Alcohol and Calling Parents, Deux
The Washington Post story on Virginia Tech’s new alcohol policy really has, um, legs. The New York Times‘ Motherlode blog addressed the subject too, inspiring variety of comments from different viewpoints.
To recap, parents of any Virginia Tech student under 21 involved in an alcohol violation will be contacted. Previously, only parents whose students were involved in serious situations (alcohol poisoning, drunken driving, et cetera) were notified. Now, the parents of students who are caught in their rooms with a beer will also be told about the incident.

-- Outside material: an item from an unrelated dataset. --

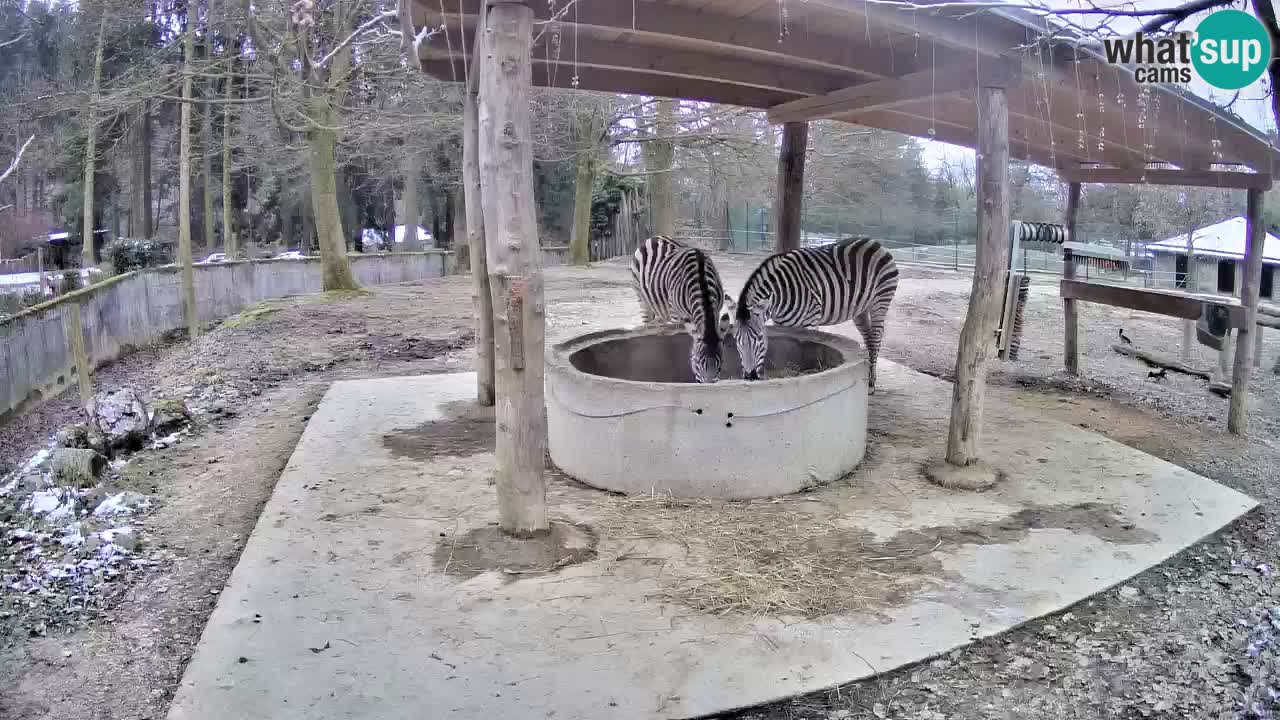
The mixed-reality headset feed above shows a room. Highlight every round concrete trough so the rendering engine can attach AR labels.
[547,328,867,500]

The Family Educational Rights and Privacy Act (FERPA) restricts institutions from telling parents some sorts of information, but allows some latitude when it comes to health and safety issues.
Most institutions only inform parents of alcohol incidents when they are of a more serious nature, but a handful, such as Virginia Tech, are deciding to let parents know when anything alcohol-related happens to their student. One of Virginia Tech’s reasons for the change was the dismay they encountered when parents, who didn’t know of an initial violation, were surprised when their student was booted from school after the second.
The Motherlode blog’s respondents have a variety of viewpoints. Some don’t seem to be familiar with FERPA and its restrictions; they think institutions should alert parents of students’ grades as well. Some, thinking of their theoretical or real-life children, think they would want to know about any alcohol incidents; others say they would want to hear about only the most serious situations. Some comments get into the 21-up drinking age; is adulthood at 18 and alcohol consumption at 21 the best way to do things? If you have the time to skim, the comments section is a great cross-section of ideas and viewpoints on the issue.
What is your policy on informing parents about underage students’ alcohol-related incidents? Do you encounter parents who want to know more–or less–information than your policy reveals? How do you educate parents and students on FERPA and its restrictions?
Emily Glenn is the ACUHO-I Corporate Librarian.